Resultado: Gagliasso virou leproso. Empresas que o contratavam para divulgar seus produtos passaram a evitá-lo. O Banco Itaú cancelou sua campanha protagonizada por ele. A Prefeitura do Rio fingiu não o conhecer, entre vários patrocinadores de peso. O mais ridículo/engraçado de tudo é que as piadas podem não ser boas, mas também não são ofensivas a ponto de gerar toda essa celeuma idiota – mas esse é o meio de vida dessa gente que respira polêmica insana, inventada para alicerçar o vitimismo. Mas, como diria o sábio Tancredo Neves, “a esperteza, quando é muita, come o dono.” Gagliasso descobriu isso empiricamente.

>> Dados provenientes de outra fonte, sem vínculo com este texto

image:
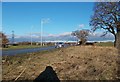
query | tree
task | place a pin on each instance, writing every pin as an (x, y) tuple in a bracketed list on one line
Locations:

                        A atriz italiana Asia Argento conseguiu pisar numa jaca muito maior e mais fedida: Sendo precursora do #MeToo, “denunciou” um produtor de Hollywood que “assediou” “estuprou” atrizes que, na verdade, trocavam sexo consentido por bons papéis no cinema; a coisa logo se revelou uma caça às bruxas – ou ao bruxo – uma vez que alguns desses relacionamentos duraram anos, com troca de e-mails picantes, juras de amor e saudade, e as outrora dadivosas damas lucraram muito vendendo sexo, agora se fazendo de vítimas chorosas – e ricas. Abordamos essa farsa aqui: http://portalcafebrasil.com.br/iscas-intelectuais/mulheres-de-verdade

Pois não é que, ironia das ironias, Asia foi descoberta, enquanto se travestia de Joana D’Arc das pobres mulheres indefesas, fazendo um acordo milionário para calar a boca de um menor com o qual ela fez sexo? Isso mesmo; a cara de pau foi processada por assédio moral e sexual ao consumar sexo com um menor de 18 anos na Califórnia, onde isso é crime. Atenção: crime. Pagou 380 mil dólares pro moleque calar a boca e continuou fazendo tipo de feminista impoluta. Desmascarada, a Falsiane gringa foi rejeitada por suas próprias colegas feminazi, perdeu uma série de trabalhos e choraminga por não serem “justos” com ela, nem escutarem sua “explicação”; ora, ela nunca permitiu que vítimas do #MeToo se explicassem! Está provando do próprio veneno. A história toda foi relatada em artigo magistral de Vilma Gryzinski: https://veja.abril.com.br/blog/mundialista/festival-de-taras-mulheres-acusadas-de-abuso-fazem-sua-parte

Resumo da ópera: Mesmo radical na modinha, sempre há alguém mais radical que você. Outra coisa: Posar de perfeitinho não dá certo, Bruno. Todo mundo erra, ninguém é santo, não adianta se disfarçar de estandarte da pureza mundial; você parece ser um rapaz decente, gente boa… ouça sempre o outro lado, e sem exagero no bom-mocismo jeca. Muitas vezes uma piada besta é apenas isso – uma piada besta, nada mais. Para Asia Argento, italiana radicada nos EUA, que, espera-se, aprenda a lição, dois recados especiais: the cunning, when it is too much, eats the owner. Ou… l’astuzia, quando è troppo, mangia il proprietario. Chupa, Falsiane. Vigarista. Pilantra.